Sunday, May 12, 2013

Draft One - When We Reach the Sunset - Prologue


I've started some mild work on book three. 

Whaat?? 

Yeah, I know, I should really work on those query letters, go over a few more drafts of Reaching Home, and do some editing before I work on the plot for my third novel, but I decided it's time for editing and me to break up for a while. We'll get back together in a few weeks. 

My third book is called When We Reach the Sunset, and it's a historical fiction novel. I started work on it when I was twelve, and I still love the plot. So... I'm rewriting it, doing a lot of research (poor librarians... you should see the pile of books I have waiting for me), and hopefully I'll finish it up in a few months.

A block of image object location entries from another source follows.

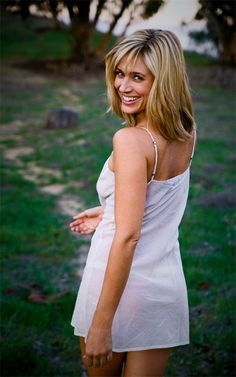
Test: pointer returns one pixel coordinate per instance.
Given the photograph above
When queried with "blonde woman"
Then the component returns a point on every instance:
(132, 306)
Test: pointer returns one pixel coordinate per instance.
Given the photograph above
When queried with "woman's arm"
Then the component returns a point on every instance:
(87, 221)
(130, 192)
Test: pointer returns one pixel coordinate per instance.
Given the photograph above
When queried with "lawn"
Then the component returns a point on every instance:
(47, 175)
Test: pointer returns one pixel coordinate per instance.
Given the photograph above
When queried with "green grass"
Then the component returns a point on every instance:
(38, 252)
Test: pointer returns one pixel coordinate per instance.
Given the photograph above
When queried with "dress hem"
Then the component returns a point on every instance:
(142, 348)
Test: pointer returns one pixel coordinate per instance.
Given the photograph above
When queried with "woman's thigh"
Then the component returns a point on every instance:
(148, 363)
(112, 369)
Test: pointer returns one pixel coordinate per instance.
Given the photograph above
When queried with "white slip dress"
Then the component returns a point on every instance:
(153, 311)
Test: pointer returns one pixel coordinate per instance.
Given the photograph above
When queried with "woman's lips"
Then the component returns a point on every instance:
(129, 100)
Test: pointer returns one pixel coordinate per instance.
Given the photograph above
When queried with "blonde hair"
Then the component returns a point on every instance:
(169, 105)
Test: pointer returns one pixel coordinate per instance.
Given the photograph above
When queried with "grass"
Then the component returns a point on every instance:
(39, 256)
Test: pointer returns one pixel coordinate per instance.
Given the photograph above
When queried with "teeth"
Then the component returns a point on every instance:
(129, 99)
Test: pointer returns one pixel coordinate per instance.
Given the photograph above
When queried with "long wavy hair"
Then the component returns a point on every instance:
(169, 104)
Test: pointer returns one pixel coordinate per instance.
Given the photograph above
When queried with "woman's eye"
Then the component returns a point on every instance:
(118, 74)
(137, 78)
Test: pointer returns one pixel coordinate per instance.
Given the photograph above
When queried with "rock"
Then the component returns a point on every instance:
(62, 118)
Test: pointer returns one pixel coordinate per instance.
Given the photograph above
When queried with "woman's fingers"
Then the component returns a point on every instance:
(97, 361)
(79, 215)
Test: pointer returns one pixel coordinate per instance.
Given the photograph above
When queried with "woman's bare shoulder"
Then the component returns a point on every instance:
(128, 135)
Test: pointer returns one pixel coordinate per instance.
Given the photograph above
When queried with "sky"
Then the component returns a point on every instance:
(170, 16)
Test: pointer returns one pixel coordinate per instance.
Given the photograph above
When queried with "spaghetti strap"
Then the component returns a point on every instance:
(155, 150)
(194, 143)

I'm really excited about this one, guys. 

Here is a preview. I'll probably use something similar to this for my prologue, but keep in mind, it's only my first draft. 

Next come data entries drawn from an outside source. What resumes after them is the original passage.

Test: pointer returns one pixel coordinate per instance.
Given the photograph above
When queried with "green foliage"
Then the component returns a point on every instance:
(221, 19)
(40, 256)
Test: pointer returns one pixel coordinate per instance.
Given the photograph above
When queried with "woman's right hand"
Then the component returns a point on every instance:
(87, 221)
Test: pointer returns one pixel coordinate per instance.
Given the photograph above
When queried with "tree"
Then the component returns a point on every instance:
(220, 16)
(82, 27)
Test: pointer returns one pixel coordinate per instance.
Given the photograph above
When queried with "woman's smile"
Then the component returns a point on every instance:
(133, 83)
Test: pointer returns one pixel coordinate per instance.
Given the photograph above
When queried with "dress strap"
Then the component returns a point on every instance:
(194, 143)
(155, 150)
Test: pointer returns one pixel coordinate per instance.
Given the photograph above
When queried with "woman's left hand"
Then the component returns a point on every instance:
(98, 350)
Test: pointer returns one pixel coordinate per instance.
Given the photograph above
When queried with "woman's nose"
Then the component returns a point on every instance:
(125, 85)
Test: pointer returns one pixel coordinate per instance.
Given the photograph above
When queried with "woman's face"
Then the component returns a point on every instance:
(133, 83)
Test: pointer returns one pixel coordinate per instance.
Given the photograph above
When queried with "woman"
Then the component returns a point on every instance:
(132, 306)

What's your opinion? Does it sound interesting to you? Where would you take this plot?

  
                                                                      ***

“How dare you?” The sober head of a nine-year-old schoolgirl peeped over the white-washed fence. Her face was bright red from the awe and terror of the situation, and her cheeks and eyes were pinched into a plump, teary sort of ball.
I wanted to laugh, but waited for the cue from Ezekiel. He stood in the center of the crowd of boys, acting as leader and ringmaster. Nobody minded. He had sandy hair and eyes the color of the midday sky, and his height was climbing well for a fourteen-year-old. His mighty fine looks were complimented by his mighty fine leadership skills, and those complimented by mighty fine manners… but only when grown-ups were around.
Ezekiel clutched his belly and let out a hoot that could probably be heard by the King of England himself, if’n his court were quiet enough to listen. That I doubted. I let out a holler too, and slapped one of the older boys on the back. He slapped me right on back good naturedly, and golly, I jest about fell over.
“It’s not funny!” the girl shrieked, now fully bawling. She reached up to wipe her eyes, but must have lost her grip in the process, because that wrinkled potato of a face disappeared from sight and we heard a kind of clatter on the other side of the fence.
We all whooped for a while longer, slapped our knees, and even let ourselves fall to the ground in heaps of laughter. When finally we calmed down, Ezekiel and Caleb added the final touches to mustache and beard they’d so tastefully smeared over the china doll’s chin with black ink. We’d already cracked her head, leavin’ a gash of broken china that ran down her forehead and eyebrow. That would teach Hazel to slam a door in my face.
There was a squeak from Hazel’s end of the fence, and Ezekiel tossed her doll over the boards . It probably broke both its legs on the way over. “There you go,” he called with a dry cackle. “If you know what’s right for you, you’ll run the next time we come near you.”
Muffled sobs traveled to our ears, and we heard the girl shift her position. Her face peeped over the top of the fence again, weepy and pitiful. “My momma gave me this dolly,” she choked. “I’m gonna tell teacher on you.”
“You tell teacher, and you’ll see this and nothing more afterward.” He stepped up to her, threateningly and flashed a strong fist in her face. She choked again and fell to the ground.
My momma gave me this dolly.
A pang of regret pierced my soul. When I teased, I was accepted by the guys. I was popular. Ezekiel’s best friend had to live up to his image, didn’t he? And if anyone saw me hang back, he might drop our friendship. I might be shunned.
I’d never regretted my actions before.
My momma gave me this dolly.
Hazel’s momma died three years ago after the birth of her ninth son. The family was wallowing in debts and poverty, and there was no hope for a new doll. The boys laughed around me. I tried to laugh too, but I couldn’t find the voice. My fingers shook, and I sat down on a nearby barrel, letting the scene pass like a blur around me.
But they laughed. If I expected to have friends, I had to follow.
So I followed.
I buried the regretful emotion deep inside my heart and resolved not to pull it out again. Then I laughed.  
It was one of the worst decisions I ever made.